Hub-and-Spoke gives enterprise AI platforms the structure they need: shared models governed through a central control plane, isolated tenant execution environments, and full end-to-end auditability. It is not the simplest architecture to stand up — but it is the right foundation for AI workloads at enterprise scale.

Governance by design The management group hierarchy means security controls are inherited, not manually applied. Private endpoints, WAF enforcement, diagnostic logging, and mandatory tagging are in place before any workload is deployed. Teams inherit a secure baseline rather than building one themselves.

Shared infrastructure, tenant-level accountability Azure OpenAI, Azure Machine Learning, Azure AI Services, and Azure AI Search are centralized in the hub — purchased once, governed centrally, consumed by many.
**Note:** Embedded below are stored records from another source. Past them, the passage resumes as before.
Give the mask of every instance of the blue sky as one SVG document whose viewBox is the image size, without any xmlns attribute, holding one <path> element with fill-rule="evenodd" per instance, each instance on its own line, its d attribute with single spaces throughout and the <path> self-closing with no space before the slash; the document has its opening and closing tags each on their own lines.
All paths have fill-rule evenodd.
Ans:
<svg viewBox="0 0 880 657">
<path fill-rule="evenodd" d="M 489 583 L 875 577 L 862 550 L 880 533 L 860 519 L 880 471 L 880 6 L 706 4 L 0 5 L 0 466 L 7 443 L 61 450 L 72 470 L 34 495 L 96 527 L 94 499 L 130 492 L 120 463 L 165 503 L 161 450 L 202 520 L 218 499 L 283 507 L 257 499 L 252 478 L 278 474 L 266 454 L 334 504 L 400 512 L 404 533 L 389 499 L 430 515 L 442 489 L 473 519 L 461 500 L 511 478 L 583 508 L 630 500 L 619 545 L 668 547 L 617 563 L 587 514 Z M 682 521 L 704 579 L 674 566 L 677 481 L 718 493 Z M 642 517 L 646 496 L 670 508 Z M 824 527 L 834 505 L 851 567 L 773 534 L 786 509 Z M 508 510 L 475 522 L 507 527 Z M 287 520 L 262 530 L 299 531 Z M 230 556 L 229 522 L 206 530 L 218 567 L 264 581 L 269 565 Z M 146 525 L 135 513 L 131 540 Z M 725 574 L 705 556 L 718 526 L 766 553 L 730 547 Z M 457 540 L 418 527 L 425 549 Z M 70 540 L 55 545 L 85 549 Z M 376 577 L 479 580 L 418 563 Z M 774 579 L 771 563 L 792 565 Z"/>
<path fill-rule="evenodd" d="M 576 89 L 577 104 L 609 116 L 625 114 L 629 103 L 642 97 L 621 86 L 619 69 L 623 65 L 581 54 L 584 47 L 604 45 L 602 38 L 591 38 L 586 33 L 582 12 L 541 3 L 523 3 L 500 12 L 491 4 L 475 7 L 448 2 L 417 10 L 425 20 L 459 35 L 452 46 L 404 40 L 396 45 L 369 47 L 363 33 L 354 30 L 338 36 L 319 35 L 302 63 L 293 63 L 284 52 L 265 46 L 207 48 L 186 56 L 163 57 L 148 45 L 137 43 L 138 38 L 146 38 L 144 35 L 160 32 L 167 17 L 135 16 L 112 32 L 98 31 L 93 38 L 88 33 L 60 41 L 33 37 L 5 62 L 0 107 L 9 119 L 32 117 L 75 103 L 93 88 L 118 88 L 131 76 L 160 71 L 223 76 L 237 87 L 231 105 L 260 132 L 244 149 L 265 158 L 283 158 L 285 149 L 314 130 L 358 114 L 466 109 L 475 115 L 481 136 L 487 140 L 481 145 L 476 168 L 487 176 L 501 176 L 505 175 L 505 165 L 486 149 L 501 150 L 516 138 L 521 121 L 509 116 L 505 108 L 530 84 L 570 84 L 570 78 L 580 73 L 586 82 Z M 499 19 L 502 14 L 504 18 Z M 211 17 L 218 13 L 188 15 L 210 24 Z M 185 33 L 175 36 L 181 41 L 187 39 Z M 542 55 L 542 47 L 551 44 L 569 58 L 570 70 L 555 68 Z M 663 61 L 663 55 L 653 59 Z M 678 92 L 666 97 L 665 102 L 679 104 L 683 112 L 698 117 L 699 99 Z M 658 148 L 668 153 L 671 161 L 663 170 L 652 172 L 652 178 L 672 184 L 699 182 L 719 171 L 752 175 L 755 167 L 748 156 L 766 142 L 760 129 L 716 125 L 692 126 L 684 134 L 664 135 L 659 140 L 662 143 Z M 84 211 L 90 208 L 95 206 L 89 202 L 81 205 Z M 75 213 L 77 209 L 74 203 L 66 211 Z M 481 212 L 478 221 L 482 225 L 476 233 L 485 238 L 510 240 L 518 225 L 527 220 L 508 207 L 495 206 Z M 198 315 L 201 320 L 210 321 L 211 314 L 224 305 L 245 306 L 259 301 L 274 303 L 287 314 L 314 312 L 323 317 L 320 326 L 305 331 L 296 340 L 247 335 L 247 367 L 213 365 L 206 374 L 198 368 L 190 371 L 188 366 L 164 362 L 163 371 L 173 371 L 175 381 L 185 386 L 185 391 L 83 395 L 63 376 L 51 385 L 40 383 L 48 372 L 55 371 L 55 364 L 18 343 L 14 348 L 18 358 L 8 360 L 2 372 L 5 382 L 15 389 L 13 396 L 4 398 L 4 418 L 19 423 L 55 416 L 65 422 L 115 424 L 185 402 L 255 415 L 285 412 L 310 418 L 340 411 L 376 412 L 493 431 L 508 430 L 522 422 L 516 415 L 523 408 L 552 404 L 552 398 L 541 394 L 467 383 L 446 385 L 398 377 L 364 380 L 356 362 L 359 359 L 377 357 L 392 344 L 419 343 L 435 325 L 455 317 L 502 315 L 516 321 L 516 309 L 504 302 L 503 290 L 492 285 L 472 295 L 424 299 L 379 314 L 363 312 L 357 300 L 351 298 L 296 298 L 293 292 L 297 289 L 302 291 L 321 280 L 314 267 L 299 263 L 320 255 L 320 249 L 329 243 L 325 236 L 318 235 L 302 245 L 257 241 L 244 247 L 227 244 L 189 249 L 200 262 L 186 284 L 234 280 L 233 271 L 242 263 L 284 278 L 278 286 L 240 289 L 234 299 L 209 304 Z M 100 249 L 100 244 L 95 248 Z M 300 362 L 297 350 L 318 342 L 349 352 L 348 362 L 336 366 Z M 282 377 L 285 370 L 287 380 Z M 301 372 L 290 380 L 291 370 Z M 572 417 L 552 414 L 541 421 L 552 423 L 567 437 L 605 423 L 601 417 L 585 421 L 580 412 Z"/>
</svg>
APIM's token metrics policy ties every API call back to a tenant and cost center. Chargeback is accurate from day one, not retrofitted later.

Isolation without duplication Each spoke is a clean boundary — its own subscription, VNet, AKS tenancy, Key Vault, and data stores. A security incident in one spoke cannot propagate to another. Compliance requirements that differ between tenants are handled at the spoke level without affecting the shared platform.

Scale on demand A new tenant is a pipeline trigger. A new model is an APIM backend registration. A new region is a spoke subscription peered to a Virtual WAN hub. Product teams operate inside well-defined guardrails without needing to understand the full stack beneath them.

Where to start Greenfield: begin with the ALZ-Bicep/Terraform accelerator to establish the management group hierarchy, then layer the AI Hub subscription on top. Brownfield: the AI Hub subscription can connect to an existing hub VNet — a full ALZ implementation is not required.

Every spoke onboarded, every model registered, every policy tightened makes the platform more capable and trusted. That is the return on the upfront investment.